Entity Setup
Setting Up an Entity in Canada: Using Employee Ownership Trusts (EOTs) Permanently
Canada is making the Employee Ownership Trust (EOT) tax exemption permanent, offering a novel structure for business succession and employee wealth sharing.
By NomadicTax Research Team • 5-8 min read • July 3, 2026
## What Is an Employee Ownership Trust (EOT)?
An EOT is a trust that owns a controlling interest in a business; employees are the beneficial owners via the trust, while day-to-day governance remains in place. Canada now offers a **tax exemption** for EOTs permanently. ([canada.ca](https://www.canada.ca/en/department-finance/news/2026/04/spring-economic-update-2026-key-measures.html?utm_source=openai))
## What Has Changed
Previously a temporary measure, the **Employee Ownership Trust Tax Exemption** has been made **permanent** as part of the Spring Economic Update 2026. This move empowers employees and supports businesses through succession without the turmoil of selling vertically. ([canada.ca](https://www.canada.ca/en/department-finance/news/2026/04/spring-economic-update-2026-key-measures.html?utm_source=openai))
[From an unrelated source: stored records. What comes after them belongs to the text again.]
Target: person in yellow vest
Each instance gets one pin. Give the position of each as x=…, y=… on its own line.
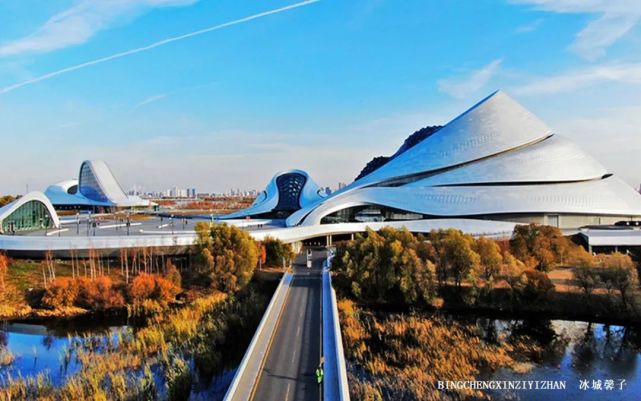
x=319, y=373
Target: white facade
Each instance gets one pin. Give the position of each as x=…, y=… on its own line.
x=496, y=161
x=9, y=211
x=96, y=186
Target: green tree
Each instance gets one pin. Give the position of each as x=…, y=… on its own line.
x=384, y=267
x=539, y=247
x=227, y=256
x=276, y=251
x=490, y=257
x=619, y=272
x=456, y=256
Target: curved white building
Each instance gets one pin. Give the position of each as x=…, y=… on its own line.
x=32, y=211
x=96, y=186
x=287, y=192
x=496, y=161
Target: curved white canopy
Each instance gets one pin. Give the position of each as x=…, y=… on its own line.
x=37, y=196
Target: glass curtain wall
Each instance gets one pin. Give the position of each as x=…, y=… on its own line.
x=33, y=215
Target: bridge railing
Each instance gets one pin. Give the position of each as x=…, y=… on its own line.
x=335, y=386
x=248, y=372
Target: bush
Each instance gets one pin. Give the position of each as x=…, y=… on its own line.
x=533, y=286
x=276, y=251
x=227, y=256
x=539, y=247
x=384, y=267
x=62, y=292
x=151, y=287
x=98, y=294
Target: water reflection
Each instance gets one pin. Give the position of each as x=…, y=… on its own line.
x=569, y=351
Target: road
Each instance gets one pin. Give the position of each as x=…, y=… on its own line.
x=289, y=370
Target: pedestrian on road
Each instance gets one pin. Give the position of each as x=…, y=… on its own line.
x=319, y=374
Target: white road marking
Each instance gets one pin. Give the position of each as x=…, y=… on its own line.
x=287, y=394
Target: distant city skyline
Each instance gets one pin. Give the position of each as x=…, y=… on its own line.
x=219, y=95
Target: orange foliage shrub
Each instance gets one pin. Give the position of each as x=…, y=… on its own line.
x=99, y=293
x=62, y=292
x=152, y=287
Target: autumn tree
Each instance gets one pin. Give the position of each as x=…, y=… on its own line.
x=456, y=256
x=227, y=256
x=533, y=286
x=384, y=267
x=489, y=257
x=277, y=252
x=61, y=292
x=539, y=247
x=619, y=272
x=6, y=199
x=4, y=269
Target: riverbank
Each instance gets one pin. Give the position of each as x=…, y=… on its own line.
x=404, y=355
x=180, y=351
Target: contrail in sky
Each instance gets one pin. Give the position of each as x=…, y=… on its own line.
x=154, y=45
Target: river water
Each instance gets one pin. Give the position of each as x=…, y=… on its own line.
x=568, y=352
x=592, y=361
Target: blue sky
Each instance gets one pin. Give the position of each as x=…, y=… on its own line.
x=323, y=86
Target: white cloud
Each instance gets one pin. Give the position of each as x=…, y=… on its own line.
x=530, y=26
x=151, y=99
x=615, y=19
x=464, y=86
x=154, y=45
x=627, y=73
x=78, y=24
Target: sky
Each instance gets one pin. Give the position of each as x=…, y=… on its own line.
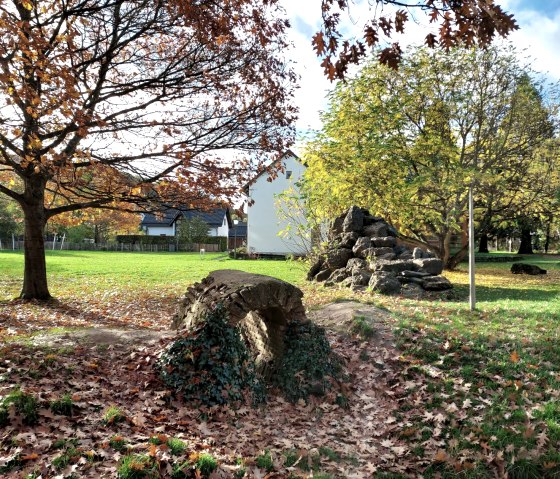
x=539, y=34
## Advantages to Business Owners and Employees
• **Smooth succession**: business founders can transfer ownership to an EOT without selling to outside owners.
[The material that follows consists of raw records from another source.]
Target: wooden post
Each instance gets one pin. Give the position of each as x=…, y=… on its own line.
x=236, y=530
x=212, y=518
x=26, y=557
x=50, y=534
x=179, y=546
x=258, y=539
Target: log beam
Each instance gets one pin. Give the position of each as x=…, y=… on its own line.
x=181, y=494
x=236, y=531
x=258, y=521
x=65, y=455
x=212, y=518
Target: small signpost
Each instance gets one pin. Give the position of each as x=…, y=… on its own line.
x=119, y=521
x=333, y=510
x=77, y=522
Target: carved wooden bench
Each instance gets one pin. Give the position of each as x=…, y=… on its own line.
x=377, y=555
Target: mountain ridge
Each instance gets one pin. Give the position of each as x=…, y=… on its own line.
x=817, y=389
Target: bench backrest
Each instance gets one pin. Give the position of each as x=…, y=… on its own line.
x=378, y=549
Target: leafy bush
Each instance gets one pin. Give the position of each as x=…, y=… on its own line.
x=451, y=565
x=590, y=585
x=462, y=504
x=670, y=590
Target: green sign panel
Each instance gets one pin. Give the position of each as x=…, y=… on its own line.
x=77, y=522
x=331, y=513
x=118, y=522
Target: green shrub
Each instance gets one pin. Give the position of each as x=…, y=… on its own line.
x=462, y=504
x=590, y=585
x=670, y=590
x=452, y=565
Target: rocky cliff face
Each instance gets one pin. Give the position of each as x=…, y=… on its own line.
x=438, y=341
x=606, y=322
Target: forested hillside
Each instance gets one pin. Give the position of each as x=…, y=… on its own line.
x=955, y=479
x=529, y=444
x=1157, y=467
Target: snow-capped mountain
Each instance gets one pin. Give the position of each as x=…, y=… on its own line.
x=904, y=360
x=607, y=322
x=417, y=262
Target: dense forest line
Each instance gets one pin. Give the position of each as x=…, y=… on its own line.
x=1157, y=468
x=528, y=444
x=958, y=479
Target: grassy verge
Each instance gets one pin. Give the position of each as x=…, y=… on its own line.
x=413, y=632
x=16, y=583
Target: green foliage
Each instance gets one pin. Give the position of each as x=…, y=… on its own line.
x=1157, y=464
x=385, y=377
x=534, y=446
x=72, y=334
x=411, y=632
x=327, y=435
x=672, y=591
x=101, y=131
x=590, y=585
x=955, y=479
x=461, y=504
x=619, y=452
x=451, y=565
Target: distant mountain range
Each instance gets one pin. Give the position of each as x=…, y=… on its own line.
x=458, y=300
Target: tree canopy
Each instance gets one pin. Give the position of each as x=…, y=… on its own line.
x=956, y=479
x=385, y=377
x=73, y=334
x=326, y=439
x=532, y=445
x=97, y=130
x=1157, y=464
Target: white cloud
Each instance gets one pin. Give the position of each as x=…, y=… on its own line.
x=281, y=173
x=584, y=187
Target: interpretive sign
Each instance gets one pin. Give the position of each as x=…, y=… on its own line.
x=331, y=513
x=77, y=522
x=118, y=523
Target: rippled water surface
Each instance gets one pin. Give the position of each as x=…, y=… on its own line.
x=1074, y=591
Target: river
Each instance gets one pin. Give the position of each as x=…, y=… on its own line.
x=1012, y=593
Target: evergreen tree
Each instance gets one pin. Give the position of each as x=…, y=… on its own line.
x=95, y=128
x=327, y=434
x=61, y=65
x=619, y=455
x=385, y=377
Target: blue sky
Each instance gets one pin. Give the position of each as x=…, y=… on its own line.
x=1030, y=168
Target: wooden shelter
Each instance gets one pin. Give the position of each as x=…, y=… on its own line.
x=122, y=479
• **Employee incentive and retention**: employees gain indirect ownership, boosting morale and potentially productivity.
• **Tax benefits**: profits going through the EOT structure may enjoy preferential tax treatment (exemptions) under Canadian law.
## Implementation Steps
1. Establish an EOT that meets the legal criteria under the Income Tax Act—identify beneficiaries, trustee(s), and ensure structure aligns with legislative rules.
2. Transfer shares or interest from the selling shareholders to the EOT. Must ensure the EOT controls a majority interest and meets control test.
3. Document governance: set parameters on how decisions are made and profits allocated to the trust for employees.
4. Ensure financial reporting: profits allocated to employees vs reinvested must be clear. Seek professional legal and tax advice.
## Example Scenario
Imagine a business owner nearing retirement wants to transition ownership to employees. Using an EOT, they transfer control to the trust. The trust owns 60% of the shares; 40% remain under management control. Employees share in profits via trust distributions. The business continues under continuity, and the EOT qualifies for the now-permanent tax exemption. Employees may receive payments as trust distributions rather than wages.
The business must comply with CRA’s conditions regarding EOTs and retain the exemption by maintaining required control structures and reporting.
## Things to Consider & Next Steps
- Get legal & tax advisers involved early to structure properly and ensure all documentation is sound.
- Monitor how provinces treat EOTs—provincial tax treatment may vary.
- Examine how distributing profits vs reinvesting may affect tax status.
**Bottom line:** The permanent EOT tax exemption offers a powerful tool for business succession, aligning owner exit strategies with employee benefit and incentive. Well-structured, it can deliver lasting value.